In this section, the developed AOSD is evaluated over eighteen well-known datasets. The evaluation uses ten algorithms to compare the performance of the developed AOSD, namely AOS, AOA, MPA, MRFO, HHO, HGSO, WOA, bGWO, GA, and BPSO. Six measures are used, called maximum fitness function (MAX), the average of the fitness function, minimum fitness function (MIN), accuracy (Acc), and standard deviation (St). The values obtained by the compared algorithms are recorded in Table 3, Table 4, Table 5, Table 6, Table 7, Table 8 and Table 9 where the smaller value in the tables means the better results, except for Table 8, where the higher value is the best; therefore, all best values in the tables are in boldface.
Table 3. Average of the fitness values for FS approaches.
Table 4. Standard deviation of fitness values for FS approaches.

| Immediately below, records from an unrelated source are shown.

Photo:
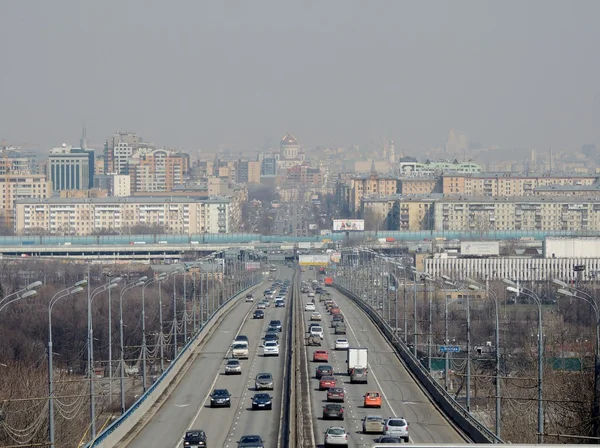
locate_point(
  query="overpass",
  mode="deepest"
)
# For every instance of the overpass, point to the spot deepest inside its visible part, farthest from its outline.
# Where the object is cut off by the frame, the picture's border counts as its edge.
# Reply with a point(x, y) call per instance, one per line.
point(296, 399)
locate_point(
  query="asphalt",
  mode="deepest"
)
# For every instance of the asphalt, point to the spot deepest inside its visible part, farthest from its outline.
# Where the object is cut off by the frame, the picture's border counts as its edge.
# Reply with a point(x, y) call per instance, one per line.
point(188, 406)
point(402, 396)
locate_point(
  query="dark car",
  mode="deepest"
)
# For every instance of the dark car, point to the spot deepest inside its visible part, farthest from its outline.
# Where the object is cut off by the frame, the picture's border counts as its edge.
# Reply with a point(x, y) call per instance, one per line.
point(262, 401)
point(388, 439)
point(251, 442)
point(333, 411)
point(324, 370)
point(194, 438)
point(275, 324)
point(263, 381)
point(271, 337)
point(335, 394)
point(220, 398)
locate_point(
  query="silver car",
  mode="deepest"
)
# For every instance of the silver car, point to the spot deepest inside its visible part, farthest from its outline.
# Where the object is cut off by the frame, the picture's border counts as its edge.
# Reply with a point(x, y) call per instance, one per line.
point(335, 435)
point(233, 367)
point(396, 427)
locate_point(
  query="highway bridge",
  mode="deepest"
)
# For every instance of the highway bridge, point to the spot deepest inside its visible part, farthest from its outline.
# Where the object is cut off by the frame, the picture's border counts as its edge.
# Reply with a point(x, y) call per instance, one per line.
point(296, 417)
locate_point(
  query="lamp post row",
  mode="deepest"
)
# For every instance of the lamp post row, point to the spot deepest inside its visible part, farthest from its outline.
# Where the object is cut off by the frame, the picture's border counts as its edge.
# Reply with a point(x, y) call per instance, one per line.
point(238, 282)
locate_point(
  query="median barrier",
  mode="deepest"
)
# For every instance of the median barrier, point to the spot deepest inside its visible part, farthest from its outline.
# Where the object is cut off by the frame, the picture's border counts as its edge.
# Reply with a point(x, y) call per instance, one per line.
point(476, 431)
point(119, 429)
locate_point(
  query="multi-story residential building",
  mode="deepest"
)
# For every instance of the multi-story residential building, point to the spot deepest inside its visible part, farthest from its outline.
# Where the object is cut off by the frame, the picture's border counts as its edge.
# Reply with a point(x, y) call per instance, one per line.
point(248, 172)
point(85, 216)
point(116, 184)
point(119, 149)
point(371, 184)
point(25, 186)
point(157, 169)
point(71, 168)
point(412, 185)
point(484, 214)
point(438, 167)
point(506, 184)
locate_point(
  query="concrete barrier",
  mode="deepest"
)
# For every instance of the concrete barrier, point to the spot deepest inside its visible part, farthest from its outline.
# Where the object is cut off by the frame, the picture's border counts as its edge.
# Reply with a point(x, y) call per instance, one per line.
point(478, 432)
point(119, 429)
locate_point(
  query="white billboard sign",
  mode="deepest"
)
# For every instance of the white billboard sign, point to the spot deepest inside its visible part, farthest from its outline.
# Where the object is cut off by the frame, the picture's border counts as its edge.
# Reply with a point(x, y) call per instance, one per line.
point(348, 225)
point(480, 247)
point(313, 260)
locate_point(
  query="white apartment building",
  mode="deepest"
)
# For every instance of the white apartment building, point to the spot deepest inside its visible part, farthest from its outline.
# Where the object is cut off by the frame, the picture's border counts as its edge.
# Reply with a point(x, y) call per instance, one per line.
point(484, 214)
point(87, 216)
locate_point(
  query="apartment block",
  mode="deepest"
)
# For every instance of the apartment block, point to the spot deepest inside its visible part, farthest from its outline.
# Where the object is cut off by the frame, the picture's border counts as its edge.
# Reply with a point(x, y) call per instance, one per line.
point(85, 216)
point(15, 187)
point(507, 184)
point(483, 214)
point(71, 168)
point(157, 170)
point(370, 185)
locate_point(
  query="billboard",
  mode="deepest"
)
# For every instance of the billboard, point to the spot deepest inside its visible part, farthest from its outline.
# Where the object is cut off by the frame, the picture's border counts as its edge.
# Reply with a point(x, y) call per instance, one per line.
point(348, 225)
point(480, 247)
point(313, 260)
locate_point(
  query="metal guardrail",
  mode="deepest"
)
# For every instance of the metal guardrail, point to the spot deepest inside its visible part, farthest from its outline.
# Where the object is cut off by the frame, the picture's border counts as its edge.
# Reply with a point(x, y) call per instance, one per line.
point(175, 364)
point(478, 432)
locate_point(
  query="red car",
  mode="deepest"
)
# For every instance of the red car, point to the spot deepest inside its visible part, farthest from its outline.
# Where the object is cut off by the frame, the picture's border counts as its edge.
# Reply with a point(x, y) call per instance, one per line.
point(321, 355)
point(326, 382)
point(335, 394)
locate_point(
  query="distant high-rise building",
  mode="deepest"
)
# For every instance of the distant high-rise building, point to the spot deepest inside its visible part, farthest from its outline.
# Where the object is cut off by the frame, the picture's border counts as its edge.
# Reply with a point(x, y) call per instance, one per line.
point(71, 168)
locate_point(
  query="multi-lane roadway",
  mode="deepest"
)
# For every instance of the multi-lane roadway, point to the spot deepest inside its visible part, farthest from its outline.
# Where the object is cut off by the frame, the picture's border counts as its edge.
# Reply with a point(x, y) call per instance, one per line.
point(188, 405)
point(402, 397)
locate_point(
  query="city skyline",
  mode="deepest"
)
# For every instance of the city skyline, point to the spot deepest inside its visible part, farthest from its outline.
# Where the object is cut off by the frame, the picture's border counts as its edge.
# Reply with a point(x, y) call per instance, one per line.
point(205, 76)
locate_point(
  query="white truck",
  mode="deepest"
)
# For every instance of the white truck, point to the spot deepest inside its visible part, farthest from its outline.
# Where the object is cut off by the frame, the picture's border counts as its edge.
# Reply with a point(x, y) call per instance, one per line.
point(357, 359)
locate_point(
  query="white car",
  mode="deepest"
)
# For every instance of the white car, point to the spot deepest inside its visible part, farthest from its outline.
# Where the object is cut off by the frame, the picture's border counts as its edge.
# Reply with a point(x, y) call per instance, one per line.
point(342, 344)
point(336, 435)
point(271, 348)
point(316, 331)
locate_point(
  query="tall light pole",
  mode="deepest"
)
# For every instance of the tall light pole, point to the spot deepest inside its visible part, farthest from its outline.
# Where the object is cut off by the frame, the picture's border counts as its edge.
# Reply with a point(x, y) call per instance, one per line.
point(144, 348)
point(569, 291)
point(531, 294)
point(90, 346)
point(489, 292)
point(76, 289)
point(139, 282)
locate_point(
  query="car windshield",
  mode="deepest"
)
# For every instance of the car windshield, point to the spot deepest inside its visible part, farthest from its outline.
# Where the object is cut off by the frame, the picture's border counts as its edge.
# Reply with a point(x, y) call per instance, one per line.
point(396, 422)
point(250, 439)
point(220, 392)
point(264, 376)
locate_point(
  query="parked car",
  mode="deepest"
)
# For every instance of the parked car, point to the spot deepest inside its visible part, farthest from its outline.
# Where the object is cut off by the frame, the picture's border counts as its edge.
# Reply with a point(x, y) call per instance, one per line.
point(233, 367)
point(262, 401)
point(335, 435)
point(220, 398)
point(321, 355)
point(194, 438)
point(396, 427)
point(333, 411)
point(323, 370)
point(372, 400)
point(336, 394)
point(327, 381)
point(251, 442)
point(263, 381)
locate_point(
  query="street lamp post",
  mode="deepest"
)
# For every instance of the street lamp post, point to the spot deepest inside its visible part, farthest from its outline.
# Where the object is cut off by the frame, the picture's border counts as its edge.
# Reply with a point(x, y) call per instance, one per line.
point(139, 282)
point(76, 289)
point(513, 288)
point(489, 292)
point(569, 291)
point(90, 346)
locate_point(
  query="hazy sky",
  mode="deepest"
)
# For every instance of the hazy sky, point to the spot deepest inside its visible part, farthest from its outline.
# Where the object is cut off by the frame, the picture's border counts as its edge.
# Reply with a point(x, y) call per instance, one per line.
point(198, 74)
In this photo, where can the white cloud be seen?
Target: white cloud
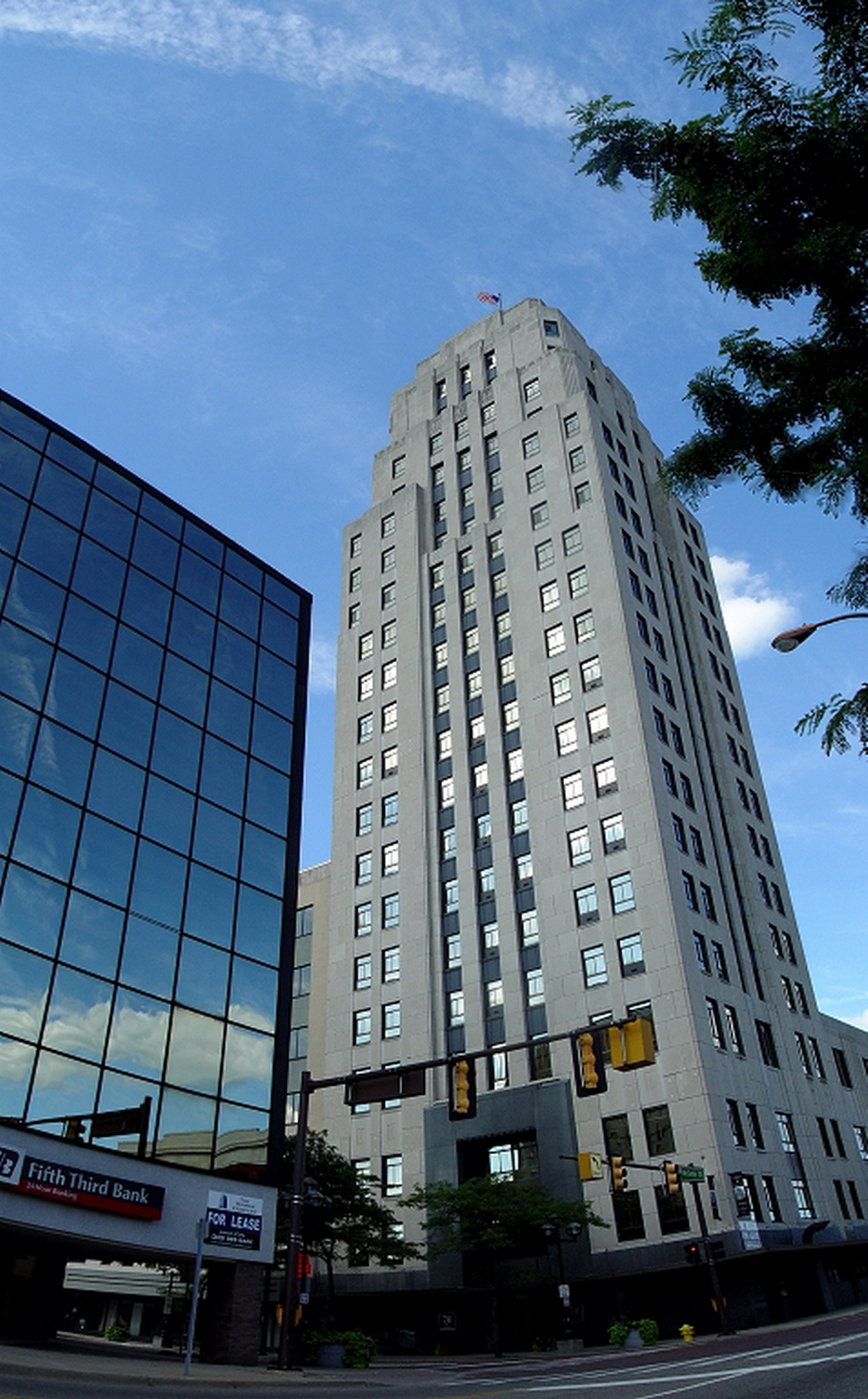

Table 5. Results of the best fitness function values for FS approaches.
Table 6. Results of the worst fitness values’ results for FS approaches.
Table 7. Selected features numbers for FS approaches.
Table 8. Accuracy results for FS approaches.
Table 9. Friedman rank test results for all methods.
The results of the fitness function values are listed in Table 3 and the smaller fitness value means the better results. This table contains the average of the fitness function for the developed AOSD method and the comparison methods for all datasets. From these results, the AOSD got the best results in 6 out of 18 datasets (i.e., S2, S4, S7, S9, S15, and S16); therefore, it got the first rank. The AOA obtained the best values in three datasets (i.e., S3, S8, and S18), and it was ranked second, followed by MPA, MRFO, BPSO, and HHO, respectively; the GA showed the worst results. With the use of the average, it is possible to analyze the behavior of the results provided by the algorithms in the experiments. In terms of optimization, the fitness standard helps identify a typical value in the experiments for each dataset. Figure 2 shows the performance of the AOSD using the average of the fitness functions.
Figure 2. Average of the fitness functions’ values.
Table 4 shows the results of the standard division for all methods. The Std here is used to verify the dispersion of the results along with the experiments with different datasets. A low value in Std represents low dispersion, which means the algorithm is more stable along with the experiments. The AOSD showed good stability compared to the other methods, and it achieved the lowest Std value in 6 out of 18 datasets (i.e., S6, S7, S9, S13, S17, and S18). It was ranked first followed by BPSO and it showed good stability in S14, S8, S10, S11, and S15 datasets. In addition, the AOA, MPA, and MRFO also showed good resilience. The bGWO and WOA showed the worst Std values in this measure.
In addition, the best fitness values are listed in Table 5. By analyzing the best values obtained by the compared algorithms in all the runs for each dataset, the idea is to see which algorithm can provide the best solution in the best case (or in the best run). This table shows that the AOSD showed the best Min values in 33% of all datasets; it obtained the best Min results in S14, S2, S4, S7, S8, S16, and S18. The HHO and MPA received the best values in this measure in two datasets for each, ranking second and third, respectively. All methods obtained the same results in S4 datasets except for HGSO and GA. The GA recorded the worst performance in this measure.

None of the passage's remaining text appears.